Performance results for U.S. supermarkets released this week by Nielsen Perishables Group show a strong start for the Ambrosia variety. For the month of October, the Ambrosia volume sold in U.S. supermarkets jumped by 74%. Volume for the total apple category during October was essentially flat, (+0.7%) while volume for the top three U.S varieties (Gala, Red Delicious and Honeycrisp) all declined.
Apple marketing has been more challenging for retailers this fall as the large U.S. harvest has driven FOB and retail prices down, say officials at CMI. With overall apple volume flat while retail prices have dropped (-7.6%), the result has been a decline of the total apple category dollar performance in supermarkets.
“The apple category is under pressure,” says Steve Lutz, vice president of marketing for CMI. “With the large U.S. harvest, falling prices puts deflationary pressure on retailers. We’re seeing the big increases in sales of branded apples like Ambrosia play a bigger role by helping retailers maintain category profitability in a deflationary market.
“The average non-promoted price for apples over the last four weeks in U.S. supermarkets was $1.55 per pound. The average non-promoted price for Ambrosia was over $2.00 lb. It’s pretty easy to see why retailers win when they offer higher-priced branded variety apples as a vital part of the category in addition to lower priced conventional varieties,” adds Lutz.

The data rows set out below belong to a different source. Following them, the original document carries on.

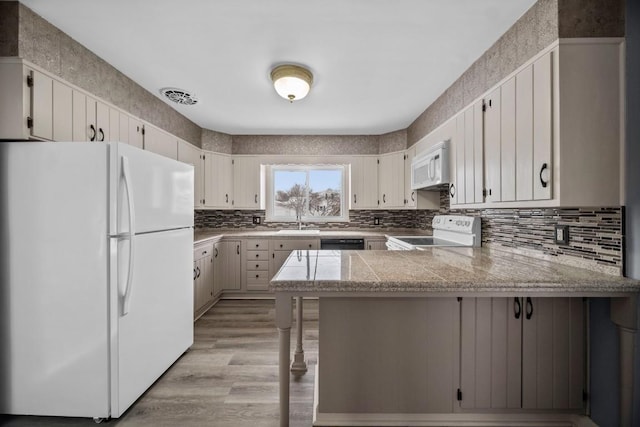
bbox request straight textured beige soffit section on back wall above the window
[233,135,378,156]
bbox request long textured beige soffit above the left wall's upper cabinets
[8,2,201,147]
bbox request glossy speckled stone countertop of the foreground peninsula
[270,248,640,296]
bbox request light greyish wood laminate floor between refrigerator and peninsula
[0,300,318,427]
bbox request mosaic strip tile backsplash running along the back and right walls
[195,191,623,274]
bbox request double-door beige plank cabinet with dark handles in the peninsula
[458,297,586,412]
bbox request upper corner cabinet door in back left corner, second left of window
[202,151,233,209]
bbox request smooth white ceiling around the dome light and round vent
[21,0,535,135]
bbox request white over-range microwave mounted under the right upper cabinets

The report from Nielsen Perishables Group also indicates that there were nearly 10% more apple items on retail shelves and available to consumers. The data shows that for the month of October the average retail supermarket carried more than 35 unique apple items per store per week.
The supermarket sales data also reveals that consumers are especially responsive to retail price promotions on new apple varieties. On average the dollar lift on a promotion was 36.6% for the apple category as a whole. The promotional dollar impact was considerably stronger on varieties like Honeycrisp and Ambrosia.
“The data shows that the average Ambrosia promotion drove a dollar lift of over 75%,” says Lutz. “That’s more than double the average lift for the total apple category and it shows the important role that retail promotions play in introducing these new apple flavors to consumers.”